Tree Genes, Soil, and E. Coli Combine To Create Gas-Like Biofuel
We all know that oil burned in vehicles is a major contributor to global climate change, but it is also an incredible fuel, holding a tremendous amount of potential energy in little space. But what if we could grow a fuel with the equivalent energy capacity? A breakthrough in biofuels utilizing DNA harvested from trees, special soil, and the E. coli bacteria claims to have developed a fuel chemically identical to petrol.
John Love of the University of Exeter took genes from the camphor tree, soil bacteria, and blue-green algae and spliced it with DNA from E. coli.

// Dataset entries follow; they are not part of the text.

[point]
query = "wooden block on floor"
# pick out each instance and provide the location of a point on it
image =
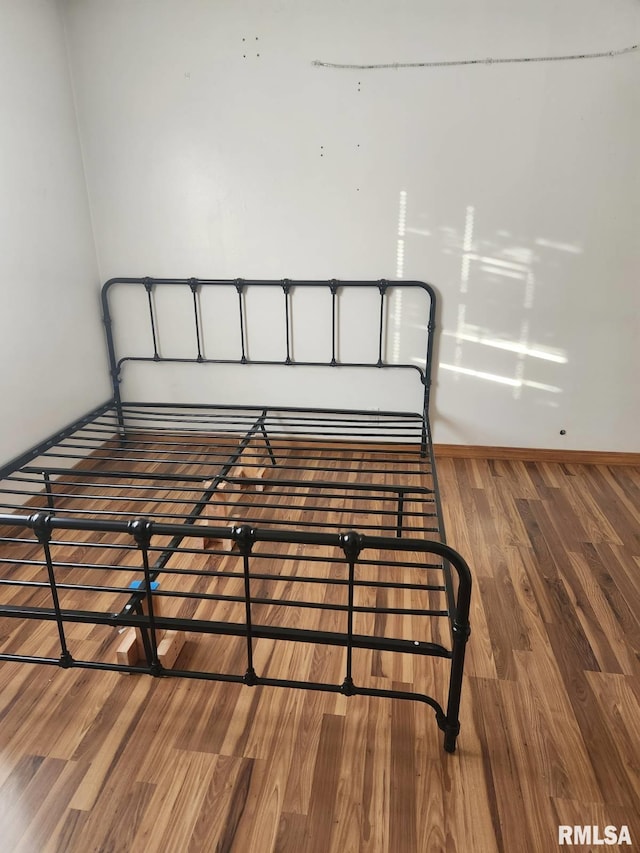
(127, 651)
(170, 647)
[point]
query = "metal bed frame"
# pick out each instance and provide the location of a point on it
(248, 514)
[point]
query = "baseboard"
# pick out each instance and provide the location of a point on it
(534, 454)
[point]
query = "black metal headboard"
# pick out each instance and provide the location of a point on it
(244, 289)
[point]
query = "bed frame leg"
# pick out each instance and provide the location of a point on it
(132, 647)
(219, 507)
(451, 724)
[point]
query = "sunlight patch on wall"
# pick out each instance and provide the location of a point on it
(502, 380)
(533, 351)
(402, 224)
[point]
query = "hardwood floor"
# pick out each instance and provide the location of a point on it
(95, 761)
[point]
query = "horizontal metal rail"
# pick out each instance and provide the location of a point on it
(351, 545)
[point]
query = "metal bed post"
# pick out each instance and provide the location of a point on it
(114, 370)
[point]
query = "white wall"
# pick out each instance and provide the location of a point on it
(215, 148)
(53, 355)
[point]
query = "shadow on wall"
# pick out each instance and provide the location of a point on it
(507, 298)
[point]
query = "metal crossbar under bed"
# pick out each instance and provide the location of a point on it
(219, 540)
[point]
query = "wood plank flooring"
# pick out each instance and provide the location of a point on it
(95, 761)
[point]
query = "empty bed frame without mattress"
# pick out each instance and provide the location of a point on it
(298, 547)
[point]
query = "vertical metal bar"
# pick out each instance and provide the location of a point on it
(141, 530)
(431, 328)
(266, 438)
(351, 545)
(382, 287)
(333, 286)
(194, 284)
(113, 365)
(240, 289)
(452, 724)
(460, 630)
(286, 286)
(49, 491)
(148, 286)
(400, 514)
(244, 537)
(42, 528)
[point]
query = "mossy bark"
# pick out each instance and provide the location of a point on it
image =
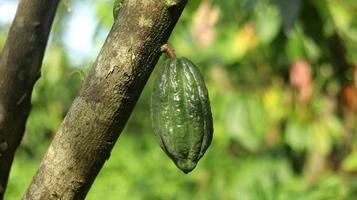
(20, 64)
(106, 100)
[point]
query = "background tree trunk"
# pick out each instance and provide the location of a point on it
(20, 65)
(106, 100)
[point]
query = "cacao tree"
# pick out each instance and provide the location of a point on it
(103, 105)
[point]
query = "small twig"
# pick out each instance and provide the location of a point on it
(170, 52)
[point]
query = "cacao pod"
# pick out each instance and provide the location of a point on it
(181, 113)
(116, 7)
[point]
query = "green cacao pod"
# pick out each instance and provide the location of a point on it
(116, 7)
(181, 113)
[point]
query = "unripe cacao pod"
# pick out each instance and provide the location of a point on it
(181, 113)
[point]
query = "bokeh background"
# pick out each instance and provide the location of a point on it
(282, 79)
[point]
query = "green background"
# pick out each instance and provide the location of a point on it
(267, 143)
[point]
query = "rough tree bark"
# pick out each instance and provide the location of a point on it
(106, 100)
(20, 65)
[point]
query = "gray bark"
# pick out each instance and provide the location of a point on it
(20, 64)
(106, 100)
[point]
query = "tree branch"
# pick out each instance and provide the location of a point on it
(20, 65)
(106, 100)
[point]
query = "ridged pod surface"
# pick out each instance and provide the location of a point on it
(181, 113)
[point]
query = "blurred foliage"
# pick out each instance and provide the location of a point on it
(269, 143)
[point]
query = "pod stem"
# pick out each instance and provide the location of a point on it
(170, 52)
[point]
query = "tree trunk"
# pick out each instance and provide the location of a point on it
(106, 100)
(20, 65)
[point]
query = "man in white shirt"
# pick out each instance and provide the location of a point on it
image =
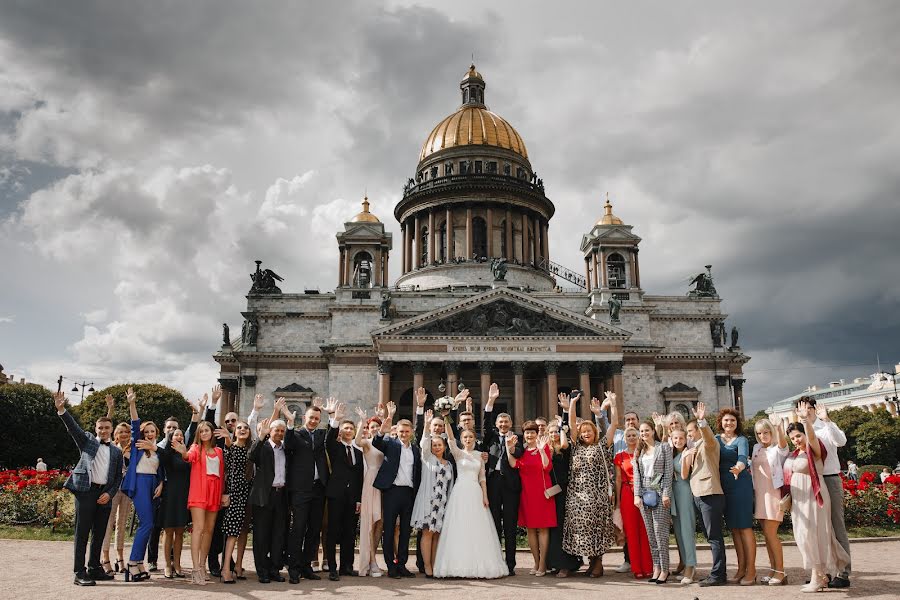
(833, 438)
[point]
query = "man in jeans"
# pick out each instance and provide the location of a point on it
(703, 460)
(833, 438)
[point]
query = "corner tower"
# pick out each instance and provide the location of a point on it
(474, 197)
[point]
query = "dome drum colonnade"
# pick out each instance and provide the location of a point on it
(475, 197)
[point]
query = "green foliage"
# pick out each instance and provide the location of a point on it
(877, 441)
(32, 429)
(750, 424)
(154, 403)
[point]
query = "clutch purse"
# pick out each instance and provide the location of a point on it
(552, 491)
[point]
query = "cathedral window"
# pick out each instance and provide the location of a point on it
(615, 271)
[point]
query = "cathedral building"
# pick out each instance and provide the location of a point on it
(479, 300)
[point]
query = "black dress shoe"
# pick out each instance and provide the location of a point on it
(99, 575)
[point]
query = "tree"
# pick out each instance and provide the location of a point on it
(750, 426)
(33, 429)
(877, 443)
(154, 403)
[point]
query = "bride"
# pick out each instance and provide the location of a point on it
(469, 546)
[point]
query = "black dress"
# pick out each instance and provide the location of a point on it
(173, 512)
(237, 486)
(557, 558)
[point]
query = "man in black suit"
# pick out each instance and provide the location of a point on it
(307, 480)
(93, 482)
(269, 499)
(504, 485)
(344, 493)
(398, 479)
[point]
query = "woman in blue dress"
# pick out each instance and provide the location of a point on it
(734, 471)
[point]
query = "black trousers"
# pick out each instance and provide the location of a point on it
(342, 522)
(397, 501)
(306, 509)
(504, 503)
(90, 522)
(268, 533)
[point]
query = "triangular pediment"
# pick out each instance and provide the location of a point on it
(502, 313)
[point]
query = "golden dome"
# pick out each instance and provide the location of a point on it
(473, 125)
(365, 216)
(608, 218)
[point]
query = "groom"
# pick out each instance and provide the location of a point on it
(398, 479)
(504, 485)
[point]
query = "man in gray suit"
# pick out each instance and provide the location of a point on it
(94, 481)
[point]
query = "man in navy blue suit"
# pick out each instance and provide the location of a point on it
(398, 479)
(94, 481)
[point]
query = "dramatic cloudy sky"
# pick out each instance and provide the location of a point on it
(149, 151)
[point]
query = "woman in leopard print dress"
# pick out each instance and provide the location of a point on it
(588, 529)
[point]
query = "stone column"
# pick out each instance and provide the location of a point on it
(490, 232)
(417, 245)
(518, 393)
(431, 236)
(449, 241)
(485, 368)
(546, 238)
(587, 272)
(637, 270)
(384, 381)
(737, 385)
(584, 382)
(452, 368)
(524, 238)
(551, 368)
(469, 246)
(510, 251)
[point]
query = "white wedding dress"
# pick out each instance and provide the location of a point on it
(469, 546)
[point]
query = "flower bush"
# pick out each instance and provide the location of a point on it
(29, 497)
(867, 502)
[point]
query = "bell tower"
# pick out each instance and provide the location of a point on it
(364, 248)
(611, 260)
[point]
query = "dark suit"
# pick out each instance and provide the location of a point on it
(307, 479)
(90, 518)
(344, 492)
(269, 509)
(397, 500)
(504, 487)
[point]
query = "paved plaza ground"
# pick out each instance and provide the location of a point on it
(34, 569)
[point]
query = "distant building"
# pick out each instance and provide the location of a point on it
(869, 393)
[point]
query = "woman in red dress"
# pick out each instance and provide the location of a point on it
(632, 521)
(537, 511)
(205, 494)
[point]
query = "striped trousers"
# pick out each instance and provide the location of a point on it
(658, 521)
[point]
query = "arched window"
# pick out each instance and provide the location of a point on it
(479, 237)
(615, 271)
(362, 270)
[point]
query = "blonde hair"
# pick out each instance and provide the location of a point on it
(766, 424)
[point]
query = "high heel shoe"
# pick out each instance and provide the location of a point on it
(774, 581)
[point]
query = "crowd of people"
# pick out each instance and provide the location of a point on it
(576, 486)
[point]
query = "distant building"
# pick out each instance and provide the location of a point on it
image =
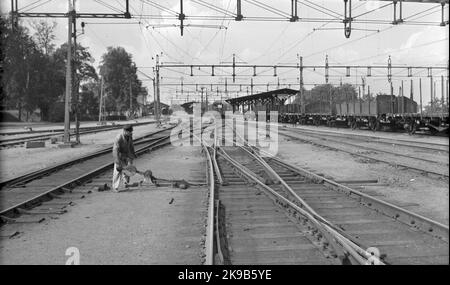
(150, 108)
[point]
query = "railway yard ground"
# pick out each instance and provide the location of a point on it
(424, 194)
(169, 225)
(144, 225)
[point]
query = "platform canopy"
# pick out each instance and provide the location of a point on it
(280, 95)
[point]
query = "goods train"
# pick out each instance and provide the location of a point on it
(384, 112)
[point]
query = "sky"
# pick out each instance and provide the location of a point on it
(420, 41)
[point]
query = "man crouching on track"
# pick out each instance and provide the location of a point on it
(123, 153)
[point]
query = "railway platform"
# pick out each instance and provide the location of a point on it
(144, 225)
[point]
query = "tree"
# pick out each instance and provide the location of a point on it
(44, 35)
(119, 73)
(83, 70)
(20, 56)
(89, 99)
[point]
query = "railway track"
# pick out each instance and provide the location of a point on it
(270, 212)
(23, 193)
(438, 168)
(416, 145)
(21, 140)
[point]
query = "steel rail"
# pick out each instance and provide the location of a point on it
(419, 222)
(211, 210)
(320, 136)
(33, 175)
(53, 130)
(83, 177)
(352, 242)
(407, 217)
(343, 250)
(368, 137)
(371, 157)
(404, 216)
(9, 142)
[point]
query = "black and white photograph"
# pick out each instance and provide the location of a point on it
(225, 132)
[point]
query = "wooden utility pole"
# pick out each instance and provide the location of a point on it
(100, 112)
(68, 75)
(420, 95)
(157, 101)
(131, 99)
(71, 15)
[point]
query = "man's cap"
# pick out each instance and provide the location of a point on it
(128, 128)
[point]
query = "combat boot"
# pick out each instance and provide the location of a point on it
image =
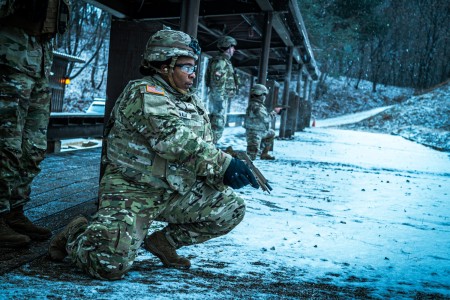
(18, 222)
(11, 239)
(57, 248)
(159, 246)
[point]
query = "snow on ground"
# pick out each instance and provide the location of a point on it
(423, 118)
(353, 215)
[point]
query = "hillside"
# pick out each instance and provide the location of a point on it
(423, 118)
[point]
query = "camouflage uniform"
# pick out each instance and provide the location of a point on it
(223, 83)
(257, 123)
(160, 165)
(25, 62)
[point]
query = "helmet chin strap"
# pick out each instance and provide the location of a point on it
(170, 76)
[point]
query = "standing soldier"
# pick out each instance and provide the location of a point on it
(223, 84)
(160, 164)
(27, 29)
(257, 124)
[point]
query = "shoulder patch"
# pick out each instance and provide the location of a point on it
(154, 90)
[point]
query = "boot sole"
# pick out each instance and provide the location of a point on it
(163, 259)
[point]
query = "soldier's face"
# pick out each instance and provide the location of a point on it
(181, 77)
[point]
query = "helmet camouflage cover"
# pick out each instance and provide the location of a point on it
(226, 42)
(167, 43)
(258, 90)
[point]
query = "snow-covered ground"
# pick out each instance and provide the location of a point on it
(352, 215)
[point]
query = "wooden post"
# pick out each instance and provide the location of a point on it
(264, 60)
(287, 82)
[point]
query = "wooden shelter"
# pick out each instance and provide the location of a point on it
(272, 39)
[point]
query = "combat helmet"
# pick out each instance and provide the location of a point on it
(258, 90)
(168, 43)
(226, 42)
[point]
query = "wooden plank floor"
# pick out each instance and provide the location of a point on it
(67, 186)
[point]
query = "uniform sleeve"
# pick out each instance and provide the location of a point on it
(171, 139)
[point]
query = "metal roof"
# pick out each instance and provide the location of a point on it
(244, 20)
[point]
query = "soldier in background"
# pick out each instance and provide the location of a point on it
(223, 83)
(257, 124)
(160, 164)
(27, 29)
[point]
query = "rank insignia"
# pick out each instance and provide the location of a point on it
(155, 90)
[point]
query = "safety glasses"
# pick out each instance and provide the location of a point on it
(188, 69)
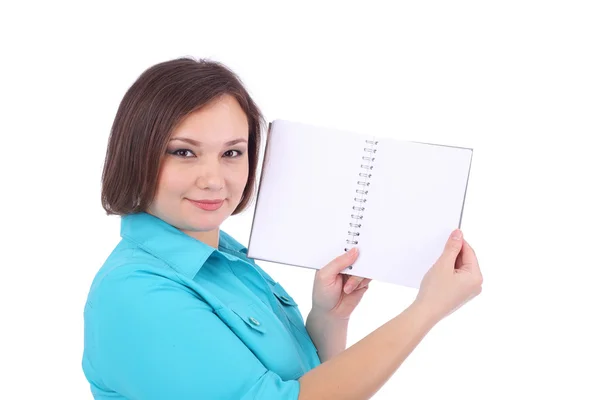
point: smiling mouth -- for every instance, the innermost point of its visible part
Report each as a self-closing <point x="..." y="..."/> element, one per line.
<point x="208" y="205"/>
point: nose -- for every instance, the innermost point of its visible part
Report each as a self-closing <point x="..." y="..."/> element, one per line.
<point x="210" y="176"/>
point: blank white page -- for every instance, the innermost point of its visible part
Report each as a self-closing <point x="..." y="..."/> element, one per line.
<point x="415" y="200"/>
<point x="306" y="194"/>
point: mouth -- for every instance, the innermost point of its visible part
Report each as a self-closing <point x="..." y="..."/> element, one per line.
<point x="208" y="205"/>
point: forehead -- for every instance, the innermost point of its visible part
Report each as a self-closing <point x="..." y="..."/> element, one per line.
<point x="220" y="121"/>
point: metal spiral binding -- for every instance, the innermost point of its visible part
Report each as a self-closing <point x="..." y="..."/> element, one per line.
<point x="361" y="193"/>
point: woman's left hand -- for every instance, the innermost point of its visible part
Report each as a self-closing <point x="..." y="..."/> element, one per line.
<point x="336" y="295"/>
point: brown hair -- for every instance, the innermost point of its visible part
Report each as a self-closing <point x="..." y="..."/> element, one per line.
<point x="158" y="100"/>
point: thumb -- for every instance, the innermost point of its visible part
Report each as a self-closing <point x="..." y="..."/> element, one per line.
<point x="452" y="248"/>
<point x="338" y="264"/>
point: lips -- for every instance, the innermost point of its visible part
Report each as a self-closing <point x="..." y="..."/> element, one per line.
<point x="207" y="205"/>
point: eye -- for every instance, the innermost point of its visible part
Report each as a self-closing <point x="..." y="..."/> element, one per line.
<point x="185" y="153"/>
<point x="229" y="154"/>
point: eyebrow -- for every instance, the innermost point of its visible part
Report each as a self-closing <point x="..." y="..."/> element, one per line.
<point x="198" y="144"/>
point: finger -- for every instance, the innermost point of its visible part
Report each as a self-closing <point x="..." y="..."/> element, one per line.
<point x="352" y="283"/>
<point x="339" y="263"/>
<point x="364" y="283"/>
<point x="452" y="248"/>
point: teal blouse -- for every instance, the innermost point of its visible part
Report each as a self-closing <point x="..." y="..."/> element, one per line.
<point x="169" y="317"/>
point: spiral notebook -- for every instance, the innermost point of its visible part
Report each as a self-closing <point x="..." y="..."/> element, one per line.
<point x="324" y="190"/>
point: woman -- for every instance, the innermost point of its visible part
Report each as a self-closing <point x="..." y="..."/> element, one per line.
<point x="178" y="311"/>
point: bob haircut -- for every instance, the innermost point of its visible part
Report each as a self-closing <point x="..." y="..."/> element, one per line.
<point x="154" y="105"/>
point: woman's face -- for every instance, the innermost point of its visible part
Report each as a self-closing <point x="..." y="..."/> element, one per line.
<point x="205" y="170"/>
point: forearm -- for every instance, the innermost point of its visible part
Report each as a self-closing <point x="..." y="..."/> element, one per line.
<point x="328" y="334"/>
<point x="360" y="371"/>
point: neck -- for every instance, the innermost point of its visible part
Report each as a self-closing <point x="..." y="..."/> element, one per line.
<point x="210" y="238"/>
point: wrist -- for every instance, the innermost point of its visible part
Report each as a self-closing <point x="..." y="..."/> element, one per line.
<point x="327" y="316"/>
<point x="424" y="314"/>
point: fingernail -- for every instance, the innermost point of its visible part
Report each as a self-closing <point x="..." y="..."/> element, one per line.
<point x="348" y="288"/>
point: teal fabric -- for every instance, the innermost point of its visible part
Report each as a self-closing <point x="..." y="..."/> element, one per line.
<point x="169" y="317"/>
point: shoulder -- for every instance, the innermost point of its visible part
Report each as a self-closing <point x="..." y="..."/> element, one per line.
<point x="127" y="275"/>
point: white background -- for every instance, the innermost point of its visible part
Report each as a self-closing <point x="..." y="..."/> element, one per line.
<point x="518" y="81"/>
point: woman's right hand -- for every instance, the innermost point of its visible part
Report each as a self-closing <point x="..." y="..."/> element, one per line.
<point x="452" y="281"/>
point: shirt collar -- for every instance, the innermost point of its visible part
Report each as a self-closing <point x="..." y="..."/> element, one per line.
<point x="180" y="251"/>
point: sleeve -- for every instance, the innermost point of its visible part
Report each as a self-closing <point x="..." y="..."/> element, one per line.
<point x="159" y="340"/>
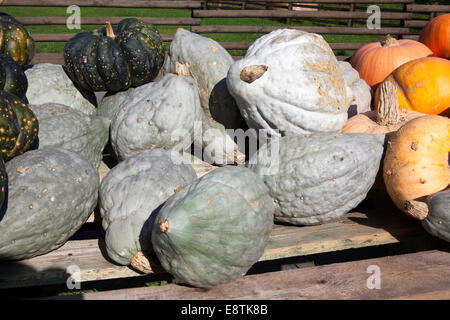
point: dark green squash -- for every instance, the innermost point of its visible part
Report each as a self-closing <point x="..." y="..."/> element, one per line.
<point x="437" y="221"/>
<point x="115" y="59"/>
<point x="15" y="41"/>
<point x="18" y="126"/>
<point x="51" y="193"/>
<point x="213" y="230"/>
<point x="12" y="77"/>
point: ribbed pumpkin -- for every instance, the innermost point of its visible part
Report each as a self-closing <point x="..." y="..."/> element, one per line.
<point x="376" y="60"/>
<point x="18" y="126"/>
<point x="416" y="163"/>
<point x="115" y="59"/>
<point x="15" y="41"/>
<point x="12" y="77"/>
<point x="423" y="85"/>
<point x="436" y="35"/>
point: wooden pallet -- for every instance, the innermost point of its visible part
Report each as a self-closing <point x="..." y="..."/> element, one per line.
<point x="423" y="275"/>
<point x="377" y="223"/>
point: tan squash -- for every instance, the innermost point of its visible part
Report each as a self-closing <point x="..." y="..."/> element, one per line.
<point x="416" y="163"/>
<point x="386" y="119"/>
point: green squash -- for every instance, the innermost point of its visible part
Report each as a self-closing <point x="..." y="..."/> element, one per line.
<point x="317" y="178"/>
<point x="12" y="77"/>
<point x="18" y="126"/>
<point x="130" y="196"/>
<point x="437" y="221"/>
<point x="51" y="193"/>
<point x="213" y="230"/>
<point x="61" y="126"/>
<point x="114" y="60"/>
<point x="15" y="41"/>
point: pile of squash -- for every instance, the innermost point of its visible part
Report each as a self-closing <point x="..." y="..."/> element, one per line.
<point x="321" y="134"/>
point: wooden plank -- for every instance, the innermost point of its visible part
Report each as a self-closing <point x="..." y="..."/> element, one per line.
<point x="102" y="20"/>
<point x="411" y="36"/>
<point x="56" y="58"/>
<point x="379" y="225"/>
<point x="106" y="3"/>
<point x="64" y="37"/>
<point x="336" y="46"/>
<point x="314" y="29"/>
<point x="427" y="8"/>
<point x="296" y="14"/>
<point x="328" y="1"/>
<point x="423" y="274"/>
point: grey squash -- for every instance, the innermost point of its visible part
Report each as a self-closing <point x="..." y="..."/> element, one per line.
<point x="358" y="91"/>
<point x="289" y="82"/>
<point x="130" y="196"/>
<point x="437" y="221"/>
<point x="317" y="178"/>
<point x="49" y="82"/>
<point x="163" y="114"/>
<point x="51" y="193"/>
<point x="208" y="64"/>
<point x="213" y="230"/>
<point x="61" y="126"/>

He then fed this modified bacteria glucose,which produced hydrocarbons chemically and structurally similar to the fuel sold in gas pumps. This process could one day be scaled to use leftover straw or animal manure, allowing us to grow a fuel that will work in today’s automobiles.
If we could eliminate the costly and environmentally destructive practice of drilling for oil, that would go a long way towards reigning in global emissions and preserving natural habitats. Of course that doesn’t resolve the issue of auto emissions itself.
But if researchers were able to shift their resources towards producing more and more efficient internal combustion engines, maybe one day we could use a renewable gas without the guilt or glut of emissions. The real question comes down to price. If you had your choice between cheaper petrol or a more-expensive but cleaner biofuel, how much more would you be willing to pay for a clear conscience?